Therefore, we decided to proceed with the following policy.
――Collecting data from public databases ** Try to check it yourself **. ――Using the collected data, ** write your own prediction program **. --Compare the final result with the paper ** and consider it if possible. --Refer to github for ** checking details ** of the content of the dissertation, ** getting hints in case of clogging **, ** comparing results **.
Next, the outline of the paper and the public database used this time are described.
In the paper, the main protease involved in viral replication of the new coronavirus is used as the target molecule of the drug, and the SARS coronavirus epidemic in 2003, which has a structure very similar to this, is predicted to have an inhibitory activity on the main protease. I'm building a model.
Furthermore, by applying the constructed predictive model to the market / discontinuation / experiment and investigational drug data obtained from DrugBank, 41 drugs are finally presented as candidate therapeutic agents for the new coronavirus.
Information on the inhibitory activity against SARS coronavirus, which is the learning data, is collected from public databases such as ChEMBL and PDB.
By the way, the main protease, which is the target molecule, is explained in detail in Introduction to PDBj: PDBj's biopolymer learning portal site 242: Coronavirus Proteases. Has been done.
Next, I will briefly summarize the public databases used in this paper. ChEMBL (https://www.ebi.ac.uk/chembl/)
ChEMBL is a database containing manually curated information on the bioactivity of drugs and small molecules that can be drug candidates.

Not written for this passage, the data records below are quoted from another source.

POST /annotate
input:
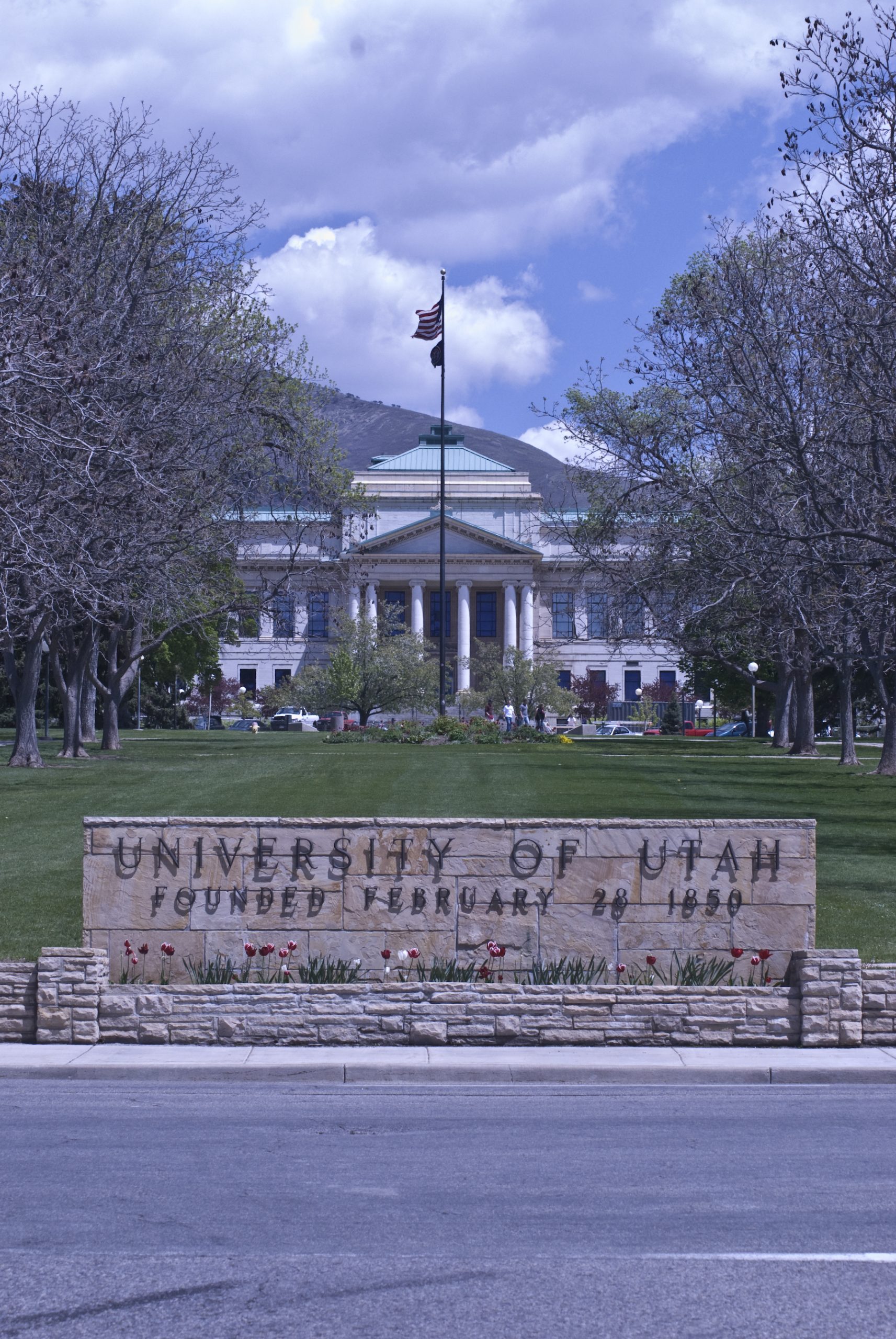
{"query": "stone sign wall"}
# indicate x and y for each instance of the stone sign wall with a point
(546, 890)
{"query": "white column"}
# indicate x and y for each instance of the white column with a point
(417, 607)
(462, 635)
(370, 603)
(527, 623)
(509, 615)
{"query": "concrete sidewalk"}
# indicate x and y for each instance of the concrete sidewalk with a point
(328, 1065)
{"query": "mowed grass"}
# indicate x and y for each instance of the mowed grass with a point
(273, 774)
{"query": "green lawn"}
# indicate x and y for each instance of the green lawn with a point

It is managed by the European Bioinformatics Institute (EBI) of the European Molecular Biology Laboratory (EMBL).
The number of listed data is as follows (calculated from the number of records in the downloaded V27 table).
item | Number of listings |
---|---|
Number of compounds | 2,444,828 |
Number of biological activity values | 16,066,124 |
Number of assays | 1,221,361 |
PDB (https://www.rcsb.org/)
PDB (Protein Data Bank) is a database containing 3D structural data of proteins and nucleic acids. It is managed by Worldwide Protein Data Bank.
The number of listed data is as follows (as of September 12, 2020).
item | Number of listings |
---|---|
Structures | 49012 |
Structures of Human Sequences | 12216 |
Nucleic Acid Containing Structures | 12216 |
DrugBank (https://www.drugbank.ca/)
DrugBank is a database that contains information on drugs and drug targets. It is managed by the Metabolomics Innovation Center (TMIC). The number of listings in the latest release (version 5.1.7, released on 2020-07-02) is as follows.
item | Number of listings |
---|---|
Drug | 13,715 |
Approved small molecule drug | 2,649 |
Approved biologics (proteins, peptides, vaccines, and allergens) | 1,405 |
Dietary supplement | 131 |
Experiment (discovery stage) drug | 6,417 |
Linked protein sequence | 5,234 |
Now, from now on, we will finally proceed with the work of testing the content of the dissertation.
Here, we try to collect experimental data (ChEMBLE 91 cases, PDB 22 cases) of inhibitors of SARS virus main protease described in the paper.
ChEMBL can be used with a web browser, but you can also download the data, register it in a local database, and use it from SQL. This time, we will install PostgreSQL and load and use the dump for PostgreSQL.
ftp://ftp.ebi.ac.uk/pub/databases/chembl/ChEMBLdb/latest/Click to display a list of files for download, chembl_27_postgresql.tar.Download and unzip gz.
#### ② Install PostgreSQL
Next, install PostgreSQL by referring to [Install PostgreSQL on Ubuntu 18.04](https://qiita.com/eighty8/items/82063beab09ab9e41692).
#### ③ ChEMBL load
Log in to PostgreSQL and create a database.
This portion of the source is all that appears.